The disk spins back up immediately on resume. I have no recollection of it
/not/ doing so (it's definitely noticable), and I just confirmed it with a
few S3 cycles.
I also checked the WD spec sheet, and the average drive ready time is 4s.
: I will point out, however, that you've set this value in loader.conf:
:
: > hw.pci.do_power_nodriver="2"
:
: I've read the sysctl -d description for it, but I am not familiar with
: sleep/power states so I don't know the implications. I worry that this
: value may be causing problems with your ICH9 controller. If you could
: comment this out and re-try suspend/resume to see if AHCI times out, you
: might determine if it's responsible for the problem.

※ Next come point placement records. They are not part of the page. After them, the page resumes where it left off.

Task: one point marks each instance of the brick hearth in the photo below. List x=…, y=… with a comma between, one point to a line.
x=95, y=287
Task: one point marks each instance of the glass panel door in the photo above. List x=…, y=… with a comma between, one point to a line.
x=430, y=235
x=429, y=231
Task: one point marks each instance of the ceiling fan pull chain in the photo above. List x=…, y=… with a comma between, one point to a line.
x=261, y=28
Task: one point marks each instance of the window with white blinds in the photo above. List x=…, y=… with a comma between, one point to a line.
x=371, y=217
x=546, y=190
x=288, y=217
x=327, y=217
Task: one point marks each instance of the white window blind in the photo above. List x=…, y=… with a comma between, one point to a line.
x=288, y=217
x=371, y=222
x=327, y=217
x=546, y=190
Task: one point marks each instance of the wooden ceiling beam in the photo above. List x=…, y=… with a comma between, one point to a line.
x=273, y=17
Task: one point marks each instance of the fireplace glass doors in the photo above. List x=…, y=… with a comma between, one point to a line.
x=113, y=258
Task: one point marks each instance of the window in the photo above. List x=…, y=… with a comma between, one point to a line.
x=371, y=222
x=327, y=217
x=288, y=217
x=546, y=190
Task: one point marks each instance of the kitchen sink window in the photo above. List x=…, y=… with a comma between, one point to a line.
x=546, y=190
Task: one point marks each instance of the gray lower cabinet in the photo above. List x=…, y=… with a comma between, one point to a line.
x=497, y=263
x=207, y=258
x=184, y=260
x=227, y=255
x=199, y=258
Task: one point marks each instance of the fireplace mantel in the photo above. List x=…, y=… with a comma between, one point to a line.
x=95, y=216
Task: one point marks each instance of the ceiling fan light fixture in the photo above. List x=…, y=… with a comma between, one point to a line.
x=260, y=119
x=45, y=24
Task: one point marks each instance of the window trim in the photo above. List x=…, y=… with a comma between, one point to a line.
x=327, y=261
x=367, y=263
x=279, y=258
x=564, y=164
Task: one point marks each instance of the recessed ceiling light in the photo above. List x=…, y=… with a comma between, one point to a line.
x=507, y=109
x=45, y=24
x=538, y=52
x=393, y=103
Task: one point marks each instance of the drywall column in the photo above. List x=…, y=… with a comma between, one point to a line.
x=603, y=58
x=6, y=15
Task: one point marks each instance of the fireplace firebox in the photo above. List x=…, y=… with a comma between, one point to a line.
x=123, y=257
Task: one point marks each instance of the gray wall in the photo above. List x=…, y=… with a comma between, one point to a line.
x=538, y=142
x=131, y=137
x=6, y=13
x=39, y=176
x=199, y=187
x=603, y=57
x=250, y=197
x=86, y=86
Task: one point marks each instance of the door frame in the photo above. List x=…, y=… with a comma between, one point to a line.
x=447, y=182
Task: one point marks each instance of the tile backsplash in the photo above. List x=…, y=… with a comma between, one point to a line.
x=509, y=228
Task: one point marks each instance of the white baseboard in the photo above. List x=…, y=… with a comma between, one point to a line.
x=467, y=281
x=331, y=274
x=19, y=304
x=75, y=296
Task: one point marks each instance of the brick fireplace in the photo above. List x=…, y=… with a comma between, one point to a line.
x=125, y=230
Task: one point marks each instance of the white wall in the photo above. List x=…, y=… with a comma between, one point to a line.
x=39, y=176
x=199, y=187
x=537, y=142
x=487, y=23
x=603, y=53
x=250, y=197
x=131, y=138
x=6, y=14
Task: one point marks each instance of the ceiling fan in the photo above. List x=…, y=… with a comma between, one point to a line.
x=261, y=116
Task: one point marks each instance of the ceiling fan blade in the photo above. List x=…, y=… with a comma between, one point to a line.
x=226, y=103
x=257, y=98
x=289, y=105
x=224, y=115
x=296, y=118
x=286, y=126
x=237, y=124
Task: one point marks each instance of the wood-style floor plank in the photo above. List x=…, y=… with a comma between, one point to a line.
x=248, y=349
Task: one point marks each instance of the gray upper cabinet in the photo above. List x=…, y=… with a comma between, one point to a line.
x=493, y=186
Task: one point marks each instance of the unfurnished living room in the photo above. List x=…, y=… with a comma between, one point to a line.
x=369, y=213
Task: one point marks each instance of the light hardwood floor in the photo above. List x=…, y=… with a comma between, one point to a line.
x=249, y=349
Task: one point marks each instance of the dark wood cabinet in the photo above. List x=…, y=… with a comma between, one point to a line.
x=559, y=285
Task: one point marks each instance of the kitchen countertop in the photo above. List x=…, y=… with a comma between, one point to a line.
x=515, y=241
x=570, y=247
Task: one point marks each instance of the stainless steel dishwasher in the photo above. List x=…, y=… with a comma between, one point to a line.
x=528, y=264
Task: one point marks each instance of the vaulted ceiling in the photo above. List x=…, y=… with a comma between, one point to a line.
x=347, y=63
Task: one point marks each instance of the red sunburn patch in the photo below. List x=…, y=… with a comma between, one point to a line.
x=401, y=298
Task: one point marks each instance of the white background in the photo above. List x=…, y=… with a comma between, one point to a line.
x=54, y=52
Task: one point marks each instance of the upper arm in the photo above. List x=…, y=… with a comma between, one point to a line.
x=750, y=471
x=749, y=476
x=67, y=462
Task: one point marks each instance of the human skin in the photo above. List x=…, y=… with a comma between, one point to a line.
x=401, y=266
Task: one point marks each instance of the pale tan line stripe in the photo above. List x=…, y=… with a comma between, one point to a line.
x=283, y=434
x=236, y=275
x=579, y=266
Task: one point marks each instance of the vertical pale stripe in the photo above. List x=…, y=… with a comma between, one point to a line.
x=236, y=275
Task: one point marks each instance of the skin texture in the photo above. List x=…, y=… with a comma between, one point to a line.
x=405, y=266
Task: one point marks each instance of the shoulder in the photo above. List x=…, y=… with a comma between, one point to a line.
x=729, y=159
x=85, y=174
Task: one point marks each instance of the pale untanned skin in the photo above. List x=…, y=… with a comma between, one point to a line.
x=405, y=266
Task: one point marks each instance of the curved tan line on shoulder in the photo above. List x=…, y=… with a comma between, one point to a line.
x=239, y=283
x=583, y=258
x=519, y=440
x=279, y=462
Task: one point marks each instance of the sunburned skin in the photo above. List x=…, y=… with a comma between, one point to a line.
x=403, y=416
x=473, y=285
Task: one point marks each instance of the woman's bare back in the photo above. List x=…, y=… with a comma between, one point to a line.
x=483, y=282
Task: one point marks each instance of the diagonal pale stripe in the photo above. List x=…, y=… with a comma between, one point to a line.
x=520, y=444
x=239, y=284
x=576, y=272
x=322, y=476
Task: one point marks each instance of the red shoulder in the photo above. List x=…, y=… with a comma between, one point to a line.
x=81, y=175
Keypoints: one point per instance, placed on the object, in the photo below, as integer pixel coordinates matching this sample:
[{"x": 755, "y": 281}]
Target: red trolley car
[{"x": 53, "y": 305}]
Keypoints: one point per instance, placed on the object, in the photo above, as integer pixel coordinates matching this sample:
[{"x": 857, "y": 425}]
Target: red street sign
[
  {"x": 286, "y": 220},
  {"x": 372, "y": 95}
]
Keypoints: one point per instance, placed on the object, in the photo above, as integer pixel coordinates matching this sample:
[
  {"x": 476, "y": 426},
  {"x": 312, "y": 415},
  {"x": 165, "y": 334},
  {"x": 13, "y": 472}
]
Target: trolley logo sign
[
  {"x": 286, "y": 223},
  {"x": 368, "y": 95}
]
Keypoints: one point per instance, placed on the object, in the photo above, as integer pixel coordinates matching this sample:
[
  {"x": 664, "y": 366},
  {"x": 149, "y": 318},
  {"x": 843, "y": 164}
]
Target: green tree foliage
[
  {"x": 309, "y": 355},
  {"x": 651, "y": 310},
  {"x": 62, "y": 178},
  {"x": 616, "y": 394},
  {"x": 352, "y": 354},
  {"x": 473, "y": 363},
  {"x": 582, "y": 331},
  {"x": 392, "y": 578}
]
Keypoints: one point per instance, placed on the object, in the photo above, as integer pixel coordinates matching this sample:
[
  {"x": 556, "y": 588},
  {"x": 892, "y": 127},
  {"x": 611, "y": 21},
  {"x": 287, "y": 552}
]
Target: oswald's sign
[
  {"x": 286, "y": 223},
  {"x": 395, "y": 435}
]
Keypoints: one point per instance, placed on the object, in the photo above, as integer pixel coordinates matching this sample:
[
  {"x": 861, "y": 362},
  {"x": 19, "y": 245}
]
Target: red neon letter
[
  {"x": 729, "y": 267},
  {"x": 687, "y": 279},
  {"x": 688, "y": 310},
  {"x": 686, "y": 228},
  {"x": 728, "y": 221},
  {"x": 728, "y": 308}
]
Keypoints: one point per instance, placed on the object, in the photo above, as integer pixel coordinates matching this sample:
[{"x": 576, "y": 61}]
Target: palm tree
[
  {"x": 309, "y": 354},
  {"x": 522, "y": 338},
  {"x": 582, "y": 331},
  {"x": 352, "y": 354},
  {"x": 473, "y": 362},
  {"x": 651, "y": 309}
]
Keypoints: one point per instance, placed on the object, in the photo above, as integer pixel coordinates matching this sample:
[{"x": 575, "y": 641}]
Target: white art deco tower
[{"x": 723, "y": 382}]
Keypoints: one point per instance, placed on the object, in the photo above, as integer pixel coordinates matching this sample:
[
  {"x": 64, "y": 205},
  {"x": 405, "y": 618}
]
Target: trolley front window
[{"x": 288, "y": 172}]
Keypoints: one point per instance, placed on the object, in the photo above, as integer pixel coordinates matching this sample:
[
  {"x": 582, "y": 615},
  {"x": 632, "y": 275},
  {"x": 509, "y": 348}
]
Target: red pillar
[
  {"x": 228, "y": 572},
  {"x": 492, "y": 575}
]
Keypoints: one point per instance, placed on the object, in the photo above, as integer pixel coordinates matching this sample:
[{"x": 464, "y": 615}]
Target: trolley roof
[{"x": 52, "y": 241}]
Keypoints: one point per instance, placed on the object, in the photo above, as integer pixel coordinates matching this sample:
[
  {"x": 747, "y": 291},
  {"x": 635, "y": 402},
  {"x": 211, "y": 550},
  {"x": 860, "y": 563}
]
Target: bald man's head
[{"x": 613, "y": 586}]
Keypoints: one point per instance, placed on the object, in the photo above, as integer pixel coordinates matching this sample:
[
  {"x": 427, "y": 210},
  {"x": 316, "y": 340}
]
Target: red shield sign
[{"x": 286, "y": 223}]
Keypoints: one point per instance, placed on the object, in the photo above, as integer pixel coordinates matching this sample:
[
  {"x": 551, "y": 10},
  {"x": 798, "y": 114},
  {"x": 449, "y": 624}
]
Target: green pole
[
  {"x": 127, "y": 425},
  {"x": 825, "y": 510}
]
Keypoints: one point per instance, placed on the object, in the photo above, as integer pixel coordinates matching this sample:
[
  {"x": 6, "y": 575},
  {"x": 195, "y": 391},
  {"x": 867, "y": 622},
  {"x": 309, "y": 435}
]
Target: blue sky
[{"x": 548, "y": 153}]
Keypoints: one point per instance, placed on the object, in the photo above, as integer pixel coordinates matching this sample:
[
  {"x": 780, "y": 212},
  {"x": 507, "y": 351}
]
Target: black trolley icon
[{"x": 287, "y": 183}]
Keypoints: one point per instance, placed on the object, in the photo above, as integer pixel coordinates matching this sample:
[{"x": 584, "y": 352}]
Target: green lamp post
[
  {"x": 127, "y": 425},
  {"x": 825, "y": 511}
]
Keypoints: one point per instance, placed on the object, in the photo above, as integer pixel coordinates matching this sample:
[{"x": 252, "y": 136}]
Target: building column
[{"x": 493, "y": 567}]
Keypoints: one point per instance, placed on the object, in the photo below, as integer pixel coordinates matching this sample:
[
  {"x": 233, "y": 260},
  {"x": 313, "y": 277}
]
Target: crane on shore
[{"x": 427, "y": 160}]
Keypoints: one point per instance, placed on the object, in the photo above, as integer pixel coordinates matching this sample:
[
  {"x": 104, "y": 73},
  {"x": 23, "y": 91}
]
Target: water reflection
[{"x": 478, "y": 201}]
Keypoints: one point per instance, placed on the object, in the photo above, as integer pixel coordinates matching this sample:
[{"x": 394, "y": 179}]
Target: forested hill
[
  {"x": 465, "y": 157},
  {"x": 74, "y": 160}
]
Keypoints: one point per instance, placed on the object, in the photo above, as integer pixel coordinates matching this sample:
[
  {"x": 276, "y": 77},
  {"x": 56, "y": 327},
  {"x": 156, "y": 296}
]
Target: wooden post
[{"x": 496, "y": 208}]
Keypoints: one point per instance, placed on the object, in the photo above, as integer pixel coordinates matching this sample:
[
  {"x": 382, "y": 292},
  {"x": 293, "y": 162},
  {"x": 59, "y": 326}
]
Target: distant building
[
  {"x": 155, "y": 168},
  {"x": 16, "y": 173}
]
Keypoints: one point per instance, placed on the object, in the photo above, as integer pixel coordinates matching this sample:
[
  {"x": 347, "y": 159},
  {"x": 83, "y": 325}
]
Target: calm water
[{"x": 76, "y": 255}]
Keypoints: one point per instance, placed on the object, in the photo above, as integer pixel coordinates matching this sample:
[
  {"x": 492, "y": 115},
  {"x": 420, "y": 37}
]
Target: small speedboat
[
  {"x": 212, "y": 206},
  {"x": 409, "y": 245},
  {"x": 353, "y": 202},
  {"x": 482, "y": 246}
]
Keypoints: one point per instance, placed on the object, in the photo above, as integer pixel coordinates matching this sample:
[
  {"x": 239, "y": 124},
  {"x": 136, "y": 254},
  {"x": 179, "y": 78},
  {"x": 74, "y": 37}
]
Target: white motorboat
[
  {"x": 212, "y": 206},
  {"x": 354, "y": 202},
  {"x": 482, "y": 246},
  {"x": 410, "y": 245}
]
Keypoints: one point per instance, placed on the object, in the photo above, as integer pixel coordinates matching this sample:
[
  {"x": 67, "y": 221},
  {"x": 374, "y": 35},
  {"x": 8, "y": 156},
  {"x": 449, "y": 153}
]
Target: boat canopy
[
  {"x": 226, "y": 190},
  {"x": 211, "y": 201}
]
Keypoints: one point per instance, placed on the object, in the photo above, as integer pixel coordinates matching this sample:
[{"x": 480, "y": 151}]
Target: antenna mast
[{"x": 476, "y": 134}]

That *should* just remove power from devices without a driver. But I
removed it, rebooted, went through two S3 cycles, and I'm still seeing the
timeouts. (Recoverable; of the two cycles I did, I didn't see a
non-recoverable timeout.)
: > The HDD is a WD Scorpio blue, model WD5000BEVT-22A0RT0, and isn't exactly
: > the fastest drive on the planet. SMART seems to be relatively clean, with
: > some mild questions surrounding attributes 191, 9/193, and 194:
: >
: > -----
: > ID# ATTRIBUTE_NAME FLAG VALUE WORST THRESH TYPE UPDATED WHEN_FAILED RAW_VALUE
: > 3 Spin_Up_Time 0x0027 186 185 021 Pre-fail Always - 1675
: > 4 Start_Stop_Count 0x0032 055 055 000 Old_age Always - 45174
: > 9 Power_On_Hours 0x0032 100 100 000 Old_age Always - 723
: > 191 G-Sense_Error_Rate 0x0032 072 072 000 Old_age Always - 28
: > 193 Load_Cycle_Count 0x0032 162 162 000 Old_age Always - 115712
: > 194 Temperature_Celsius 0x0022 112 106 000 Old_age Always - 35
: > -----
: Attribute #9 indicates the total amount of time the hard disk has been
: powered on (read: not asleep) during its lifetime. I can't tell you
: whether or not this value is correct; only you would be able to
: determine that, given your usage patterns. I *have* seen desktop drives
: which have reported this value incorrectly (meaning, servers I know have
: been on for thousands of hours that show "4" for this RAW_VALUE;
: probably a firmware bug).
I combined attributes 9 and 193 together because it seems like a load cycle
count of ~116k with 723 power-on hours is a bit high. I believe laptop HDDs
are designed to handle a higher rate of load cycle counts, but I've never
really paid attention to them -- save on my previously dying drive, which
had broken 1M, and started screeching when doing some seeks.
But yes, that 723 power-on hours seems accurate.
: Attribute #193 indicates the number of times the actuator arm (thus
: heads) has been parked or come out of being parked. There is a known
: problem with some models of WD "Green Power" (GP) drives where the drive
: spends an excessive amount of time parking, and this counter increases
: rapidly. One FreeBSD user who reported this problem to Western Digital
: received a replacement firmware which addressed the problem. The WD
: Scorpio Blue drives (or some of them) may have this same problem --
: HOWEVER, this model of hard disk (2.5" FF) is *specifically* intended
: for laptops and low-power environments, so the behaviour seen in this
: case could be 100% normal. WD would hopefully know.
I'm fairly certain that WD only includes that IntelliPark feature on the GP
drives. At least, WD doesn't indicate that there's any of their fancy new
GP-related tricks on the Scorpio Blue line.
I'd actually recently dropped my vfs.zfs.txg.timeout to 5, as I was
experiencing some pretty horrible stalls when it was left at default (30, I
believe). I was curious to see if this decreased the rate of my
Load_Cycle_Count, but I'm already at ~122k. Given that this drive is rated
to handle 600k, it makes me wonder if there isn't something like IntelliPark
on this drive.
: Hope this helps.
Aye. It confirms that SMART clears my drive -- thanks!